PROTACs: An Emerging Modality in Cancer Drug Discovery

An emerging field in cancer research is the use of Proteolysis Targeting Chimeras (PROTACs), bifunctional molecules that bind to both the target protein and the E3 ligase. They present a way to hijack the ubiquitin-proteasome system to accelerate degradation of a target substrate. Since the discovery of their utility in protein degradation, the interest in these molecules has grown exponentially in the last few years, as they have allowed researchers to revisit targets previously thought “undruggable”. Professor Huang anticipates that the focus on PROTACs will continue to grow in the future and looks forward to seeing them make their way into clinical trials.

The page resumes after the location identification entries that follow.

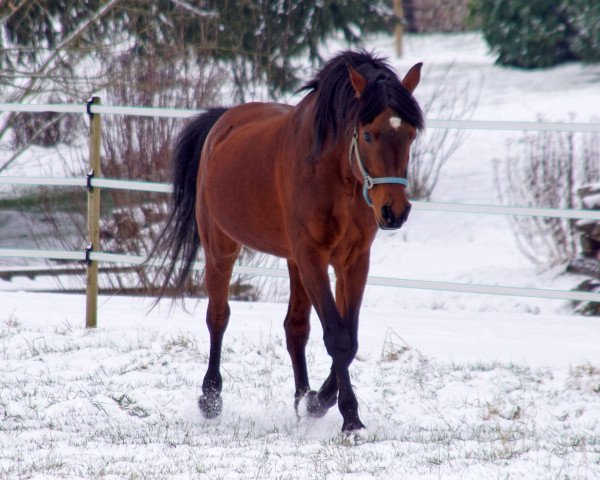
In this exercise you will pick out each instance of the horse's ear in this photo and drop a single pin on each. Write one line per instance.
(358, 81)
(412, 78)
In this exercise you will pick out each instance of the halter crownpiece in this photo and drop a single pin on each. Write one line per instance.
(368, 181)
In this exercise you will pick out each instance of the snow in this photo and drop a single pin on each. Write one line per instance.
(451, 386)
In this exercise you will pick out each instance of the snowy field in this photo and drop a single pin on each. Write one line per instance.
(450, 386)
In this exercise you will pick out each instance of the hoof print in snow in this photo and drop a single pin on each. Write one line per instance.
(210, 406)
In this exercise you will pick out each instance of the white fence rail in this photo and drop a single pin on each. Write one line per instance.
(92, 256)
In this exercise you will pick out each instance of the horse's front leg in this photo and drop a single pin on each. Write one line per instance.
(350, 285)
(340, 337)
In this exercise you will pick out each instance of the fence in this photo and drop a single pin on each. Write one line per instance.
(94, 183)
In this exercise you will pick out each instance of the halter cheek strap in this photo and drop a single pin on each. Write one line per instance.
(369, 181)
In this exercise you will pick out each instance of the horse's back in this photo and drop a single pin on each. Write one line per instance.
(239, 180)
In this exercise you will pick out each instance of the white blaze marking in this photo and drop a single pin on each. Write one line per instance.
(395, 122)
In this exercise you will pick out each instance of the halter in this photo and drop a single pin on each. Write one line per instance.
(369, 181)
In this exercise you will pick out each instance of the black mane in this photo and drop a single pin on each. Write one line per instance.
(337, 107)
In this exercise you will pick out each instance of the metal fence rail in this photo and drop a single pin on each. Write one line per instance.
(94, 183)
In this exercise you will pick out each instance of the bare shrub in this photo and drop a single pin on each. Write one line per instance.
(546, 172)
(136, 148)
(450, 100)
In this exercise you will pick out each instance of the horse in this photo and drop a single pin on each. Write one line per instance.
(310, 183)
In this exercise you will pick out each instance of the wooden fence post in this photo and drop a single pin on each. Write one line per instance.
(399, 30)
(93, 217)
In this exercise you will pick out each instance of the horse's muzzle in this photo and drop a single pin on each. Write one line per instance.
(390, 221)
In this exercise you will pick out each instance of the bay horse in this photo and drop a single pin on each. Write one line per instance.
(310, 183)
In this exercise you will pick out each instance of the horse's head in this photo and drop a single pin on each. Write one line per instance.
(380, 146)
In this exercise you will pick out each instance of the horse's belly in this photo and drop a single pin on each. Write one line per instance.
(245, 205)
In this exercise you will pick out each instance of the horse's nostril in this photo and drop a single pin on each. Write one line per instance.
(388, 214)
(405, 213)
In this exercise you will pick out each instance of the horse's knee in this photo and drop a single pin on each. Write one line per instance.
(341, 344)
(217, 316)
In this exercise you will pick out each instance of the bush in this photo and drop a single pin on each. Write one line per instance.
(547, 173)
(540, 33)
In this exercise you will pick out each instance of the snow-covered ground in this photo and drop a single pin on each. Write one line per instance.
(449, 385)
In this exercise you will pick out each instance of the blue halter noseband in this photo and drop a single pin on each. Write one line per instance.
(369, 181)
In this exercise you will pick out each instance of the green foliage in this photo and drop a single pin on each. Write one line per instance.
(540, 33)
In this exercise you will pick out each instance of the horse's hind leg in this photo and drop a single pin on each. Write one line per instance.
(297, 329)
(217, 278)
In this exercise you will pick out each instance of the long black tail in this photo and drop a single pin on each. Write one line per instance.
(179, 241)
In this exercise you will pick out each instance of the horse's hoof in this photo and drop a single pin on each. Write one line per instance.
(352, 426)
(313, 407)
(210, 406)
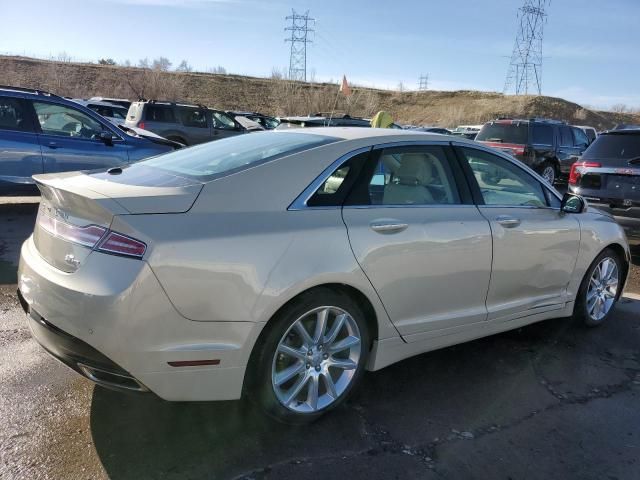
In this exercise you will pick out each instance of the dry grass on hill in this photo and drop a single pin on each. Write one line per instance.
(281, 97)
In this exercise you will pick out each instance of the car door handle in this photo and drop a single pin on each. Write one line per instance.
(507, 221)
(388, 226)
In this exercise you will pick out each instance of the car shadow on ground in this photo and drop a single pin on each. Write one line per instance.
(469, 389)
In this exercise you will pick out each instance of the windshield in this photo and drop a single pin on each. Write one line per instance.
(504, 133)
(618, 146)
(207, 161)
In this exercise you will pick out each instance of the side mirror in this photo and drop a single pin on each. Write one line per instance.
(106, 137)
(573, 203)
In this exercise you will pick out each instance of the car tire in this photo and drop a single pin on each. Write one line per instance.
(548, 172)
(600, 289)
(276, 374)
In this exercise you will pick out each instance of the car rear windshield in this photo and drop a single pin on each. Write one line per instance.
(619, 146)
(213, 159)
(504, 133)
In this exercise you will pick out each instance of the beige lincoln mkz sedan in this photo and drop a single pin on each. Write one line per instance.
(284, 264)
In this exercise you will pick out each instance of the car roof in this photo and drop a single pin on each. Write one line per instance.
(356, 133)
(82, 101)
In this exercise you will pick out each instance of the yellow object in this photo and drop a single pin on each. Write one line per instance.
(382, 119)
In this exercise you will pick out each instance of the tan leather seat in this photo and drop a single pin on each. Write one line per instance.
(409, 184)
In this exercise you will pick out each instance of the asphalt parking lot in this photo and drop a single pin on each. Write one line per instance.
(553, 400)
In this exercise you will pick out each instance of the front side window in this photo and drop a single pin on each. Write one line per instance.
(12, 115)
(618, 146)
(159, 113)
(65, 121)
(220, 120)
(503, 183)
(419, 175)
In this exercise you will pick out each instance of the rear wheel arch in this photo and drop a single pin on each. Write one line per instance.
(353, 293)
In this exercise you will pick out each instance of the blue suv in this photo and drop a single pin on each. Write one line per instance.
(43, 133)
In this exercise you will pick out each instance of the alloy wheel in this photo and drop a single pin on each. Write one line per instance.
(603, 288)
(316, 359)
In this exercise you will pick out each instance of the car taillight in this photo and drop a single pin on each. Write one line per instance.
(577, 170)
(94, 237)
(119, 244)
(88, 236)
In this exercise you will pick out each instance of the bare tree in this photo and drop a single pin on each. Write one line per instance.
(162, 64)
(184, 67)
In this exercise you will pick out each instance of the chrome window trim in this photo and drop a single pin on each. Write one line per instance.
(429, 205)
(516, 163)
(415, 143)
(300, 203)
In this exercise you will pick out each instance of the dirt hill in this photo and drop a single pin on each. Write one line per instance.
(281, 97)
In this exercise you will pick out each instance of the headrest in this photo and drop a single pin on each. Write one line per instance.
(415, 169)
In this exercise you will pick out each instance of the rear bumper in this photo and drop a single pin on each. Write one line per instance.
(78, 355)
(112, 322)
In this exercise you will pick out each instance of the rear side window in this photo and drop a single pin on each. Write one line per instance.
(193, 118)
(13, 115)
(158, 113)
(418, 175)
(542, 134)
(616, 146)
(65, 121)
(566, 139)
(502, 183)
(580, 137)
(507, 132)
(210, 160)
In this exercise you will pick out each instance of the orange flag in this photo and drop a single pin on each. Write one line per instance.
(344, 88)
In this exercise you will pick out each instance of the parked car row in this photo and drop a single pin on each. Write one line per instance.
(608, 176)
(43, 133)
(548, 146)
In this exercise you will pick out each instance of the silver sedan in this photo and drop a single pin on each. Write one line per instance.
(282, 265)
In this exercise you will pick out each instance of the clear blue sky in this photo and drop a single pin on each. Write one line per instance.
(590, 47)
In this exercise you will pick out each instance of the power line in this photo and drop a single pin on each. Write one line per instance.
(299, 38)
(424, 82)
(525, 68)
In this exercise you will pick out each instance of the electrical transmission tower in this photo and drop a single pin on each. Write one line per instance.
(424, 82)
(300, 30)
(525, 69)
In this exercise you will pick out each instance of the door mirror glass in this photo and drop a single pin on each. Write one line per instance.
(572, 203)
(106, 137)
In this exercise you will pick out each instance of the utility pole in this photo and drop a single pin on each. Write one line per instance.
(424, 82)
(525, 68)
(299, 38)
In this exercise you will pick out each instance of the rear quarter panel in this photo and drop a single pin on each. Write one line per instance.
(240, 255)
(597, 232)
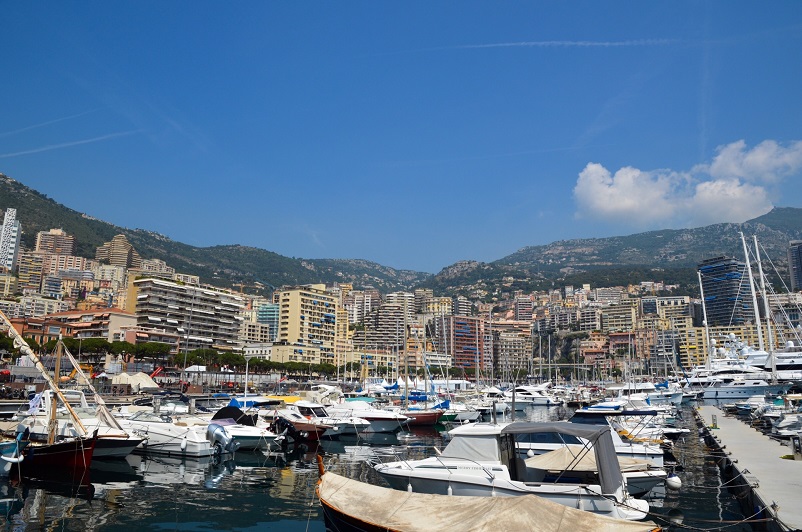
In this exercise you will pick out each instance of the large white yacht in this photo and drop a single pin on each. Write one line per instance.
(482, 459)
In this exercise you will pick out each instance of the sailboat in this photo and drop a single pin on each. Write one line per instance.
(53, 457)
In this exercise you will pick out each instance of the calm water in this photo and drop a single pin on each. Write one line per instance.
(253, 491)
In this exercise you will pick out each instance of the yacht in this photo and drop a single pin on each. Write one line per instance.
(482, 460)
(113, 441)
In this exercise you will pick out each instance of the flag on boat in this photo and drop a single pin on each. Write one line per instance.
(35, 403)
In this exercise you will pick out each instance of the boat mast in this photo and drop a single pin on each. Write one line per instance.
(767, 309)
(704, 318)
(25, 349)
(754, 294)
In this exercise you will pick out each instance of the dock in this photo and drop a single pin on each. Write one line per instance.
(775, 483)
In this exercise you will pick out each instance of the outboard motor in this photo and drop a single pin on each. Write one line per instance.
(221, 440)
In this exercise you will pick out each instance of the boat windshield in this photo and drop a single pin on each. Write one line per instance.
(150, 417)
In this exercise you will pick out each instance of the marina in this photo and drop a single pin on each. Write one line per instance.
(255, 490)
(768, 476)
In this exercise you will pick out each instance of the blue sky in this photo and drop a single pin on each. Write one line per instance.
(412, 134)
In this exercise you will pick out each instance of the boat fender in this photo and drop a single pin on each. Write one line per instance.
(216, 434)
(673, 482)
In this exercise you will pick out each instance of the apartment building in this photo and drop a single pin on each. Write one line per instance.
(727, 298)
(204, 317)
(56, 242)
(105, 323)
(10, 233)
(307, 325)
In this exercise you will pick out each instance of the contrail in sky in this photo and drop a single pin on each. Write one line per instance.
(67, 144)
(572, 44)
(27, 128)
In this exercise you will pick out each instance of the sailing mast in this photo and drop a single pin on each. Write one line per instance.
(770, 359)
(754, 295)
(704, 318)
(22, 345)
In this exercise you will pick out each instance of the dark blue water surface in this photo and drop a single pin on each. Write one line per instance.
(256, 491)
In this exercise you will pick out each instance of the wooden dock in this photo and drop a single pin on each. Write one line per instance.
(776, 482)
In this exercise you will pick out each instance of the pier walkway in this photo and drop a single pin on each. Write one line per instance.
(777, 482)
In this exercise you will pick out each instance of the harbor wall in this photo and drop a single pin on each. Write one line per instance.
(740, 483)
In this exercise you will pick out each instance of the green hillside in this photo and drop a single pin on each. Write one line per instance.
(223, 265)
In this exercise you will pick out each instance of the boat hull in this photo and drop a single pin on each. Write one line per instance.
(423, 418)
(75, 455)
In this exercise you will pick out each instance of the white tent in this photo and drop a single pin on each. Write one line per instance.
(138, 381)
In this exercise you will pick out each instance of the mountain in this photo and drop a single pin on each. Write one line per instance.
(669, 255)
(225, 265)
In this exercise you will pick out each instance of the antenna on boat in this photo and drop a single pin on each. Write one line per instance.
(25, 349)
(704, 317)
(766, 309)
(754, 295)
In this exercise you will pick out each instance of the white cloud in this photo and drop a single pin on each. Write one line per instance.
(730, 189)
(768, 161)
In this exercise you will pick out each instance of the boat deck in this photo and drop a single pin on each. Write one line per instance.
(776, 481)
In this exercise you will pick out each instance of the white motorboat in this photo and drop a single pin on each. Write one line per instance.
(743, 388)
(531, 395)
(113, 441)
(654, 394)
(338, 423)
(164, 436)
(482, 460)
(380, 420)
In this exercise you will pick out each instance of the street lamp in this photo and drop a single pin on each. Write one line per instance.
(247, 359)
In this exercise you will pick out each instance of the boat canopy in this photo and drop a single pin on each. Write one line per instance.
(610, 475)
(345, 500)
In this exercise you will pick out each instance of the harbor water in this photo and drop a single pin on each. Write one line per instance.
(255, 491)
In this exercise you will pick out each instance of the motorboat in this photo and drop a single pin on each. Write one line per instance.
(337, 424)
(113, 441)
(655, 394)
(380, 420)
(482, 459)
(743, 388)
(532, 395)
(163, 435)
(349, 504)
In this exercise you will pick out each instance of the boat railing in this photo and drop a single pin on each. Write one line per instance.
(375, 460)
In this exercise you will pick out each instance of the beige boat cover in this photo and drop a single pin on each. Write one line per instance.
(576, 458)
(409, 512)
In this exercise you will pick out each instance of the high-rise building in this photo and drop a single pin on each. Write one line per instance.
(31, 270)
(795, 264)
(203, 317)
(307, 325)
(119, 252)
(726, 292)
(267, 313)
(10, 234)
(55, 241)
(524, 307)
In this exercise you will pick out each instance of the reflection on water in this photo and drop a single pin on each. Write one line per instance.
(255, 490)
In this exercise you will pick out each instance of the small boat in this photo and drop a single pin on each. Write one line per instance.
(352, 505)
(481, 459)
(165, 436)
(48, 459)
(381, 420)
(423, 417)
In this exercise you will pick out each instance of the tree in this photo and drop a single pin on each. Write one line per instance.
(119, 348)
(151, 350)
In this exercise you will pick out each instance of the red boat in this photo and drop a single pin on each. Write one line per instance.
(56, 458)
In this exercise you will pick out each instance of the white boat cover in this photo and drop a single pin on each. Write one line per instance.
(142, 380)
(578, 458)
(409, 512)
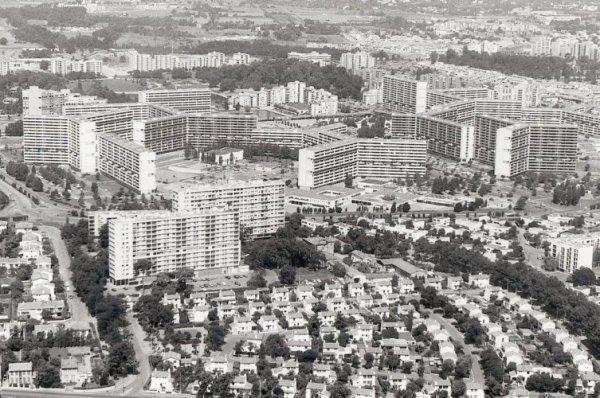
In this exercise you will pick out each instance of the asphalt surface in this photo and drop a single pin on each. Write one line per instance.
(79, 311)
(142, 351)
(476, 371)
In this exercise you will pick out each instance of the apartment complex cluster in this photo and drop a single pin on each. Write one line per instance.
(95, 136)
(295, 97)
(564, 45)
(332, 157)
(468, 124)
(56, 65)
(150, 62)
(201, 233)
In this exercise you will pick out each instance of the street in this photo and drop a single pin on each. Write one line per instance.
(14, 393)
(142, 351)
(476, 371)
(79, 311)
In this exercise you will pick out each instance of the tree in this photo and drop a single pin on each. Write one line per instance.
(287, 275)
(153, 313)
(520, 205)
(215, 337)
(142, 265)
(459, 388)
(121, 359)
(348, 181)
(48, 376)
(14, 129)
(257, 280)
(339, 390)
(338, 270)
(103, 236)
(275, 346)
(583, 277)
(543, 382)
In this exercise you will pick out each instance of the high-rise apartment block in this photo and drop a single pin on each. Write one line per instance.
(321, 59)
(535, 147)
(206, 242)
(259, 203)
(186, 100)
(332, 162)
(357, 60)
(402, 94)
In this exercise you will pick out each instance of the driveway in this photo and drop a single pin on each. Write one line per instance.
(476, 371)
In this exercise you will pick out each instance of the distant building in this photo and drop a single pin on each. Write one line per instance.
(402, 94)
(321, 59)
(574, 251)
(183, 99)
(199, 240)
(21, 375)
(226, 156)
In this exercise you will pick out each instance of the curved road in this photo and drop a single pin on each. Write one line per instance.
(47, 213)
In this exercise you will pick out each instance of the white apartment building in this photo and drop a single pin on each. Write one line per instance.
(260, 203)
(89, 145)
(390, 159)
(330, 163)
(185, 100)
(357, 60)
(322, 59)
(56, 65)
(574, 251)
(324, 107)
(327, 164)
(535, 147)
(402, 94)
(206, 242)
(127, 162)
(148, 62)
(60, 140)
(43, 102)
(37, 101)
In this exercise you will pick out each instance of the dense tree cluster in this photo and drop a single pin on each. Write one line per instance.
(493, 369)
(276, 253)
(99, 90)
(376, 128)
(384, 244)
(568, 193)
(18, 170)
(89, 276)
(285, 249)
(105, 37)
(583, 277)
(152, 313)
(281, 71)
(546, 67)
(4, 200)
(14, 129)
(580, 316)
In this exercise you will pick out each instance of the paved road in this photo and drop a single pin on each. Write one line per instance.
(79, 311)
(534, 258)
(142, 351)
(13, 393)
(44, 213)
(476, 371)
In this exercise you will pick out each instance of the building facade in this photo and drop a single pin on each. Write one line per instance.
(259, 203)
(206, 242)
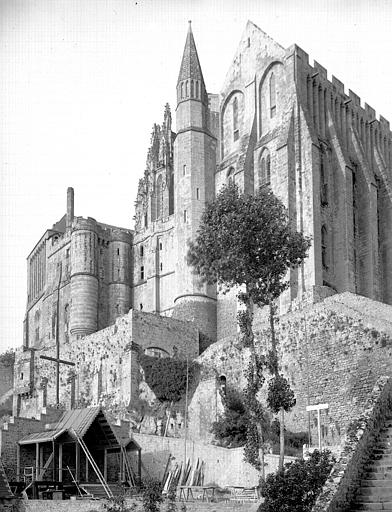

Again, structural biology plays an important role in this research as solving the structure is key to understanding their functionality. Professor Huang is collaborating with the University of Glasgow in the design and optimization of new PROTAC molecules.

Conclusion

The work being done by Professor Danny Huang and his lab group at the Beatson Institute demonstrates the power of interdisciplinary collaboration and cutting-edge technology in advancing cancer research. Their exploration of E3 ligases, coupled with the utilization of advanced structural biology techniques and automated liquid handling, is shedding light on the complex molecular mechanisms underlying cancer progression, with the aim of creating a brighter future for cancer patients worldwide.